Besides being artistically innovative, the video is a perfect glimpse of how Kanye sees the world all the time. When he walks into Rite Aid or wherever, you can be sure that in his head he's surrounded by columns and getting air-fived by the very hand of God."
(Emmy Blotnic, 06 August 2010)
"Earlier this month flickr announced that short video clips could now be uploaded to the popular photo site. Some photo purists were skeptical, even spawning a huge 'No Video on Flickr' group. After all, the sanctity of the best still images, rich in implied meaning, could be diluted by zillions 90 second video clips of someone's keg party (and we already have other sites, like YouTube for that). Flickr said the ninety-second limit was to encourage 'long photos.' There are contemporary videographers and filmmakers who have used video or film to create sublime still images: the best long photos.
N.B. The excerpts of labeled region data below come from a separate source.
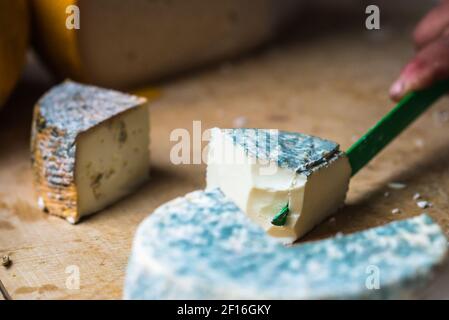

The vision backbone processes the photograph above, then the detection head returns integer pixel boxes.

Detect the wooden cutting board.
[0,6,449,299]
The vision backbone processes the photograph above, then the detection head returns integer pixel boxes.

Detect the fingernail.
[390,80,404,97]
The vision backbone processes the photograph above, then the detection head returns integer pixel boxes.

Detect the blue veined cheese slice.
[124,189,447,299]
[206,128,351,243]
[31,81,149,223]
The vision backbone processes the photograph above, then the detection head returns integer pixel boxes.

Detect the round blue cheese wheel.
[124,189,447,299]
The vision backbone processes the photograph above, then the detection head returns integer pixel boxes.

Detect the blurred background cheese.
[32,0,299,88]
[0,0,29,108]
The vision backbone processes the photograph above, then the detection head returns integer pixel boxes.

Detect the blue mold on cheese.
[124,189,447,299]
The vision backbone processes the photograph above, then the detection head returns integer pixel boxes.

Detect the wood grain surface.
[0,2,449,299]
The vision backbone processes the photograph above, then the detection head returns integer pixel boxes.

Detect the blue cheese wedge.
[206,128,351,243]
[124,189,447,299]
[31,81,149,223]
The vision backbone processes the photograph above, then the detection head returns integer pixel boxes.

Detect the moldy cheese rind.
[31,81,148,223]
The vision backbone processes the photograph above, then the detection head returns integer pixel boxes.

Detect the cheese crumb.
[388,182,407,190]
[232,116,248,128]
[416,200,432,209]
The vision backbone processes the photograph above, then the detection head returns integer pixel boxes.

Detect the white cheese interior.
[206,129,351,243]
[75,104,149,218]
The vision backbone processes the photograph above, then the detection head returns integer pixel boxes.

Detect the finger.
[390,36,449,101]
[413,1,449,48]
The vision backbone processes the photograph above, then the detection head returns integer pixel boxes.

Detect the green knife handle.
[346,79,449,175]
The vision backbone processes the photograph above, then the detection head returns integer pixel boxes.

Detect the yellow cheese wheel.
[0,0,29,107]
[32,0,298,88]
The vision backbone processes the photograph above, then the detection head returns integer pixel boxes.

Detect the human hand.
[390,0,449,101]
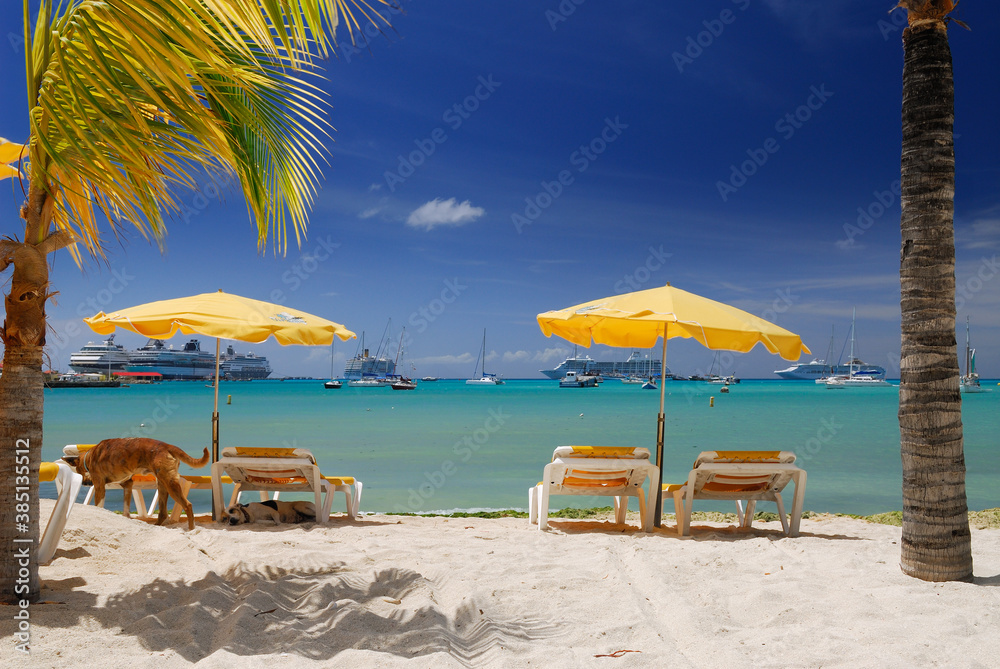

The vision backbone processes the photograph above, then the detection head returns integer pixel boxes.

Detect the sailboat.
[323,337,344,390]
[958,316,983,393]
[387,328,417,390]
[465,328,503,386]
[826,309,892,390]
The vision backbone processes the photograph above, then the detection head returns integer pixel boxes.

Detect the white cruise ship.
[219,345,271,381]
[127,339,215,381]
[538,351,673,380]
[774,358,885,381]
[69,335,129,374]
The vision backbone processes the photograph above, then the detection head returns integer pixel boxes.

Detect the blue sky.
[0,0,1000,378]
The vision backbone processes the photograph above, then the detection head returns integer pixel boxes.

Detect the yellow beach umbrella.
[83,290,356,462]
[538,283,811,527]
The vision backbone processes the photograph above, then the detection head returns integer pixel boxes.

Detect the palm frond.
[26,0,391,262]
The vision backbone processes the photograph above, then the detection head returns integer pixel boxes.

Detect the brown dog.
[63,437,208,530]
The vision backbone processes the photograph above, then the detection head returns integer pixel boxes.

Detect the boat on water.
[344,326,396,380]
[538,351,671,380]
[774,325,885,383]
[958,316,986,393]
[69,335,129,376]
[45,373,122,388]
[125,339,221,381]
[219,344,271,381]
[824,310,892,390]
[323,337,344,390]
[559,370,597,388]
[465,328,503,386]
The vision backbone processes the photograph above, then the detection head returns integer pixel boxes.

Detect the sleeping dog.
[222,499,316,525]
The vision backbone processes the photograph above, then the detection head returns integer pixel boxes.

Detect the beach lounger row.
[63,444,362,523]
[528,446,806,537]
[39,444,806,563]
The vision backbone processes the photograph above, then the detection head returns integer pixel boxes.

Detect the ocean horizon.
[35,379,1000,514]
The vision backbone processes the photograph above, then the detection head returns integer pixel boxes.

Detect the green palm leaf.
[25,0,391,263]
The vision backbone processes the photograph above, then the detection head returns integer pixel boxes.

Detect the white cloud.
[503,347,569,363]
[406,198,486,230]
[413,353,475,365]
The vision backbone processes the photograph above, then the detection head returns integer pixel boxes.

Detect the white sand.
[7,502,1000,669]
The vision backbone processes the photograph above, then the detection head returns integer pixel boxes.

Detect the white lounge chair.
[663,451,806,537]
[528,446,659,532]
[38,462,83,564]
[212,446,362,523]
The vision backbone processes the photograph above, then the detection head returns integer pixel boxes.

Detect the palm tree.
[0,0,389,603]
[899,0,972,581]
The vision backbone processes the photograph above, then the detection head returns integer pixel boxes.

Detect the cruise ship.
[69,335,128,374]
[774,358,885,381]
[344,349,396,381]
[219,346,271,381]
[126,339,215,380]
[538,351,672,380]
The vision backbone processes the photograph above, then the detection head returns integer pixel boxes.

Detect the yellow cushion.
[38,462,59,481]
[236,446,296,458]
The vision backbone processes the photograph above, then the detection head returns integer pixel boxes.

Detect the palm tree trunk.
[899,13,972,581]
[0,186,51,604]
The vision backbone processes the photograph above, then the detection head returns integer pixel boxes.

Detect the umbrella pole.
[212,337,220,520]
[653,336,667,527]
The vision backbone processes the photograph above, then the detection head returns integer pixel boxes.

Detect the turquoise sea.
[35,380,1000,514]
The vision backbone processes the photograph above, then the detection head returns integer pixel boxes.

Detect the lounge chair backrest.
[219,446,316,464]
[552,446,649,462]
[692,451,795,469]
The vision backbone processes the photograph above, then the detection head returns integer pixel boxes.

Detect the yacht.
[344,332,396,386]
[538,351,671,380]
[465,328,503,386]
[69,335,129,375]
[559,370,597,388]
[817,311,892,390]
[959,316,984,393]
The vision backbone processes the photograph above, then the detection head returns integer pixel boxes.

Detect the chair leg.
[774,492,788,534]
[528,485,538,525]
[741,499,757,529]
[614,495,628,525]
[674,488,691,536]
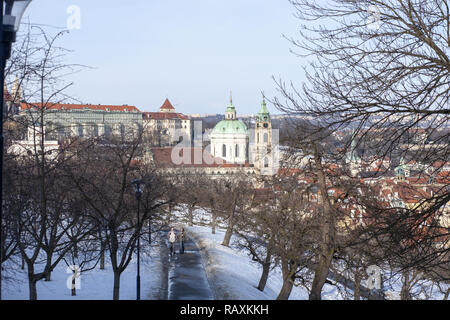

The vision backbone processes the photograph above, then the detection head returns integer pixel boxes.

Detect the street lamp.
[0,0,31,300]
[131,179,145,300]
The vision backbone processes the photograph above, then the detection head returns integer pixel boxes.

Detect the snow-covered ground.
[2,247,162,300]
[186,226,342,300]
[2,208,442,300]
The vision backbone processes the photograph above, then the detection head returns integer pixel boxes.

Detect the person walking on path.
[167,227,177,256]
[179,227,186,253]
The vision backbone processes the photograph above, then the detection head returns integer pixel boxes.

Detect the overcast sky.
[25,0,304,115]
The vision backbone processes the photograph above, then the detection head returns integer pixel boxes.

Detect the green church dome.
[212,119,247,134]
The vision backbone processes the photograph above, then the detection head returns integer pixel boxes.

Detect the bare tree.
[274,0,450,299]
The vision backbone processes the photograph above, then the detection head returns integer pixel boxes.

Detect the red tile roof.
[20,102,140,112]
[142,112,189,120]
[159,98,175,110]
[3,88,12,101]
[150,147,250,168]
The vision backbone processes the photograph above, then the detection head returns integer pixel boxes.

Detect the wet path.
[165,230,214,300]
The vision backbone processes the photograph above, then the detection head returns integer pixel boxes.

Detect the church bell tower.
[254,97,273,172]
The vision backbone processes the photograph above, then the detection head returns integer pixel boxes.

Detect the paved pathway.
[163,233,214,300]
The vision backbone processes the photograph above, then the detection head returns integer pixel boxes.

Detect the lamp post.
[131,179,145,300]
[0,0,31,300]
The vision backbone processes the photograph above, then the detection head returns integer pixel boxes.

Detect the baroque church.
[210,97,278,174]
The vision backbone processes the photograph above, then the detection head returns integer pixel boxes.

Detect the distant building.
[7,126,60,160]
[19,103,142,140]
[142,99,193,146]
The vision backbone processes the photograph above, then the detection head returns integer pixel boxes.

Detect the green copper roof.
[258,97,270,121]
[212,120,247,134]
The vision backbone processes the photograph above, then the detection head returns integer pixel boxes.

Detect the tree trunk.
[28,265,37,300]
[211,210,217,234]
[353,271,361,300]
[100,241,106,270]
[188,206,194,227]
[113,270,120,300]
[72,270,77,296]
[309,145,335,300]
[277,259,294,300]
[222,209,234,247]
[258,251,272,291]
[400,272,411,300]
[45,271,52,281]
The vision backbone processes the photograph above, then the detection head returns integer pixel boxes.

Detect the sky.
[24,0,310,116]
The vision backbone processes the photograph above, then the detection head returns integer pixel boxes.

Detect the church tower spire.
[225,91,236,120]
[254,95,273,172]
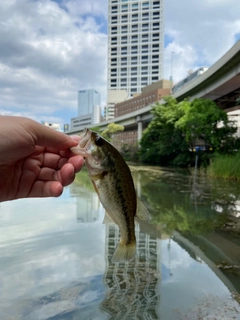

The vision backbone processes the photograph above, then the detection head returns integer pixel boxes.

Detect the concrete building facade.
[115,80,171,117]
[108,0,164,119]
[78,89,101,116]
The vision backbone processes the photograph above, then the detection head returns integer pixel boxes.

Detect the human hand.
[0,116,84,202]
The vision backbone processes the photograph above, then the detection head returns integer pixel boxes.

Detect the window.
[132,35,138,43]
[142,12,149,20]
[111,37,117,44]
[153,12,159,20]
[142,34,148,42]
[131,67,137,76]
[112,6,117,13]
[132,13,138,21]
[111,58,117,66]
[111,27,117,34]
[132,3,138,11]
[142,2,149,10]
[121,68,127,76]
[121,47,127,54]
[122,26,127,33]
[121,36,127,44]
[142,45,148,53]
[111,48,117,56]
[153,22,159,30]
[121,57,127,66]
[122,4,128,12]
[131,46,138,54]
[112,16,117,23]
[152,33,159,41]
[122,15,128,22]
[131,57,137,65]
[132,24,138,31]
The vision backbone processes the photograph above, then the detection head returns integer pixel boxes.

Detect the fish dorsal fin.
[103,212,114,224]
[136,197,150,220]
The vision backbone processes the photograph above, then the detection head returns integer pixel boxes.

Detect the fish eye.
[95,135,104,147]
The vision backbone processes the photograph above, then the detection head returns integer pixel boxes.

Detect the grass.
[207,152,240,180]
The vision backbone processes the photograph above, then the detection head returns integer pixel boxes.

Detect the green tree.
[140,96,190,165]
[140,96,236,166]
[101,122,124,141]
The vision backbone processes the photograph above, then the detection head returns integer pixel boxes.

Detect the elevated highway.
[68,41,240,140]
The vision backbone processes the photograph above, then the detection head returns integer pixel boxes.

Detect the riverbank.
[206,152,240,180]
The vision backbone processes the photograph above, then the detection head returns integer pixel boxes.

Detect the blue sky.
[0,0,240,125]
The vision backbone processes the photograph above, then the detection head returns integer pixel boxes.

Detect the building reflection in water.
[100,223,161,320]
[70,184,100,222]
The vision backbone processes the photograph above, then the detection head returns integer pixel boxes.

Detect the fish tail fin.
[112,241,136,262]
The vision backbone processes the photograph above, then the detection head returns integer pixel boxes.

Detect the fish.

And one of my favorites is Godfrey Reggio.
I will never forget the first time I saw Koyaanisqatsi, Reggio's 1983 film about contemporary 'life out of balance.' I was mesmerized by his long drawn out shots. It gave me time to study the scene and, in part, that was the point: to stop moving and consider the consequences of going through life at an increasing interstellar speed. Sometimes there was lots of activity in the frame. But there were times when he pointed his camera at a scene that, on first glance, appeared to be a photograph. It was a still image with all the implications connected with still photography: observations of a slice of frozen time and a consideration of the photographer's framing and associations within that frame.
Yet given the chance to observe closely there was movement. The characters in this 'still' were breathing and blicking and moving. When I saw his scene of Las Vegas waitresses standing still but not still, I was blown away (the vernacular I used in the early 80s when I first saw the film). To this day it is my most favorite scene of any movie I have ever watched. I literally held my breath for its entire duration wondering how long it would go on. The intensity of that shot was immense. It forced me to really look. And that has always been my goal as a photographer: to make people observe what's going on inside my images for as long as I can. That is the mark of a successful photograph. Not so easy in a culture heavy with daily sound and sight bites always vying for our attention and beckoning us to move quickly from one to another."